Hubert L'Hoste, directeur général du cabinet de recrutement Mercuri Urval France

« La graphologie est une pratique franco-française qui fait sourire en dehors de nos frontières, tant dans les pays latins que nordiques, et plus encore, qui choque certains patrons étrangers, aux yeux desquels elle relève du divinatoire. » La graphologie est, à mon avis, un outil en perte de vitesse. Ce déclin s'explique pour deux raisons : d'une part, le développement de l'informatique et d'Internet a fait tomber le mythe de la lettre rédigée. D'autre part, les candidats sont de plus en plus matures et demandent à être traités en adultes, et refusent que l'on ait accès à des informations sur eux à leur insu. Pour moi, le problème de fond de la graphologie est de deux ordres : primo, c'est un outil qui n'a jamais fait l'objet d'études scientifiques, ce qui conduit à de grandes différences sur la façon de l'utiliser et empêche toute mesure de sa fiabilité. Tout cela est occulte, ce qui est tout de même excessivement gênant, compte tenu du fait qu'il s'agit de juger des personnes.

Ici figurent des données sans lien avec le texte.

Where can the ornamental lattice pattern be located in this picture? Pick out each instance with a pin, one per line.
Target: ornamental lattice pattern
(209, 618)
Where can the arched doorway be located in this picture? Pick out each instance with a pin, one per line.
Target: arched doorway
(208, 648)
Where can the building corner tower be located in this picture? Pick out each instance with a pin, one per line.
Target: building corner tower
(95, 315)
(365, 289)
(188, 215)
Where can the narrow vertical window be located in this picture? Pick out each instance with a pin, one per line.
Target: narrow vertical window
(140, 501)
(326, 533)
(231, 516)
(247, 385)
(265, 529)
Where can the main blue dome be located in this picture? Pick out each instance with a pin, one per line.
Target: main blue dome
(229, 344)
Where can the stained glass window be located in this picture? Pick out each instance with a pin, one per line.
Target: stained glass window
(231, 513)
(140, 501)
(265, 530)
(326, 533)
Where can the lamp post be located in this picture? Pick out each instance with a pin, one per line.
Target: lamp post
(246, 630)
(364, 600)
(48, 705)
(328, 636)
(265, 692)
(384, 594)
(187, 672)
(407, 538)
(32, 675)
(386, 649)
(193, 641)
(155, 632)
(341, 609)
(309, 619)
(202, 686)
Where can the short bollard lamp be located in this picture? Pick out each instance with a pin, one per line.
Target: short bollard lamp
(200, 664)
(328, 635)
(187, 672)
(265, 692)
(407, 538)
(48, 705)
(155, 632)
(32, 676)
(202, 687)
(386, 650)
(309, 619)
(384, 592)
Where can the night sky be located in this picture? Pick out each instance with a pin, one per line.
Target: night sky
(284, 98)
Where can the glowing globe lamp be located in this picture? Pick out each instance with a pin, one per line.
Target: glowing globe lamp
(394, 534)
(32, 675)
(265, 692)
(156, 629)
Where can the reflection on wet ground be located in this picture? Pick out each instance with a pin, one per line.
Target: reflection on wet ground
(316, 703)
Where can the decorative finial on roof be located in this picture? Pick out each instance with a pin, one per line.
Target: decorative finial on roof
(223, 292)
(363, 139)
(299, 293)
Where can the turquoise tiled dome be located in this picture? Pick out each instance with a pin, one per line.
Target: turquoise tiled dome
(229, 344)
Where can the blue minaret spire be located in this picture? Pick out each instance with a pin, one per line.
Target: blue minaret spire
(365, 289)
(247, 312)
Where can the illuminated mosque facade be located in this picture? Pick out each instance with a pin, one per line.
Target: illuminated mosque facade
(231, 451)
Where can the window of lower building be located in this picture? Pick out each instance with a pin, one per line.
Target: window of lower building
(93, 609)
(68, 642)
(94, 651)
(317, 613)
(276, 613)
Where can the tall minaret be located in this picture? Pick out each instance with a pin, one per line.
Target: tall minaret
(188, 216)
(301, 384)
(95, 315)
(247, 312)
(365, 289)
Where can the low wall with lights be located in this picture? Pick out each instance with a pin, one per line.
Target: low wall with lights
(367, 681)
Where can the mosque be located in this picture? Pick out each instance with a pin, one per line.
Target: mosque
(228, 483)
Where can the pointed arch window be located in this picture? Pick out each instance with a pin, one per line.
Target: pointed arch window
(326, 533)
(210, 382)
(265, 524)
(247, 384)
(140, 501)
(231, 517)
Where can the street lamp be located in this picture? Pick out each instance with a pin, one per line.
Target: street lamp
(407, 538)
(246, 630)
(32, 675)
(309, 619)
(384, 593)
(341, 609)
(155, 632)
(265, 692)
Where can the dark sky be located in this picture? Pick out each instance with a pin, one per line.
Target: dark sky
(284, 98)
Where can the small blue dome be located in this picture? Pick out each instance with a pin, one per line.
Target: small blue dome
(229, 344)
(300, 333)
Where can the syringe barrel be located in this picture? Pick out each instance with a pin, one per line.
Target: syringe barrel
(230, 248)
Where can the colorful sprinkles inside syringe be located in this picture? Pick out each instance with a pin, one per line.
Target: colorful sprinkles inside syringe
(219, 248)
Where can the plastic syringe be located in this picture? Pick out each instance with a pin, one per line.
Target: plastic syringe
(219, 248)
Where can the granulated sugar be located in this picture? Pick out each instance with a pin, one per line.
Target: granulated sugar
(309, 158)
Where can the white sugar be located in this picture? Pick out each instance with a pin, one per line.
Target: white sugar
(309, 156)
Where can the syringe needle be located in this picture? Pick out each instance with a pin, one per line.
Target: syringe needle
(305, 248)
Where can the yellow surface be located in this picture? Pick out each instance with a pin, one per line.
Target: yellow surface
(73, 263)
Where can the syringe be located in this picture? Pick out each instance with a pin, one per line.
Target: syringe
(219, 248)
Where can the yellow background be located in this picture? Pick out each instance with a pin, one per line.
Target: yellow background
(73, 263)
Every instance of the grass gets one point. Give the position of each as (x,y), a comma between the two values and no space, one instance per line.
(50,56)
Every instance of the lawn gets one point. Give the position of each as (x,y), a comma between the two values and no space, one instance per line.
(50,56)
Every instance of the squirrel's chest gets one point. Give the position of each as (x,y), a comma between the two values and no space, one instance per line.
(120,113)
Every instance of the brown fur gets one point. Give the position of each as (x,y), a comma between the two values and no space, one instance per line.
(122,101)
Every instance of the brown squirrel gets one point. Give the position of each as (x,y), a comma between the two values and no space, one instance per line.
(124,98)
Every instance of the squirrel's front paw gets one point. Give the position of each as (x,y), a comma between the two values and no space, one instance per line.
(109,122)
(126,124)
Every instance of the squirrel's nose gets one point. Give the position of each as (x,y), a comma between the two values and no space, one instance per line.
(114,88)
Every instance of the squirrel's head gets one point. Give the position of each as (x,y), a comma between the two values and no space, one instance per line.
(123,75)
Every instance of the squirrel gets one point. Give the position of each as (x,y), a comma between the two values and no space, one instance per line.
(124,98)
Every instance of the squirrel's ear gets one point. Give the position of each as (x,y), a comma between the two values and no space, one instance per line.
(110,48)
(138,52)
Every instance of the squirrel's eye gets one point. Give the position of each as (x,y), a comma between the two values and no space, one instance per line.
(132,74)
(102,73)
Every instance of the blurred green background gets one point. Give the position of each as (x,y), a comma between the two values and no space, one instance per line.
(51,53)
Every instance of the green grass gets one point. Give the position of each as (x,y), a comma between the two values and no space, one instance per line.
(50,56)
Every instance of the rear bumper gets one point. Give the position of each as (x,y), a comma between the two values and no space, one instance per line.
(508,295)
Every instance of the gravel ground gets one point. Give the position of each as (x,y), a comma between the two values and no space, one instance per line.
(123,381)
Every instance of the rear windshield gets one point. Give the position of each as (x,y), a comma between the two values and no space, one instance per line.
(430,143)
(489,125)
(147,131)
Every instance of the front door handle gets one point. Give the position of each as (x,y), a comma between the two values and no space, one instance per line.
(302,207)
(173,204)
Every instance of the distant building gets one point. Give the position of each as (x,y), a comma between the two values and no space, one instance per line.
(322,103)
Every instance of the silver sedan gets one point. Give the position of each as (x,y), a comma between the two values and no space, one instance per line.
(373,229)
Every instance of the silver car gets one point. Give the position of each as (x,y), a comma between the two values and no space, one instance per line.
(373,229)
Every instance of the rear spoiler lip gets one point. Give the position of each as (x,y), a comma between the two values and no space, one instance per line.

Secundo, la plupart des graphologues ne rencontrent jamais les candidats, y compris pour un débriefing, et ne connaissent pas le contexte de l'entreprise. Pour ma part, je préfère utiliser des outils interactifs et transparents (tests et entretiens). Je ne considère pas la graphologie comme un outil scientifique. Néanmoins, je serais moins réticent vis-à-vis d'un graphologue qui aurait trente ans de métier, qui connaîtrait l'entreprise, rencontrerait le candidat pour parler avec lui du résultat de l'analyse…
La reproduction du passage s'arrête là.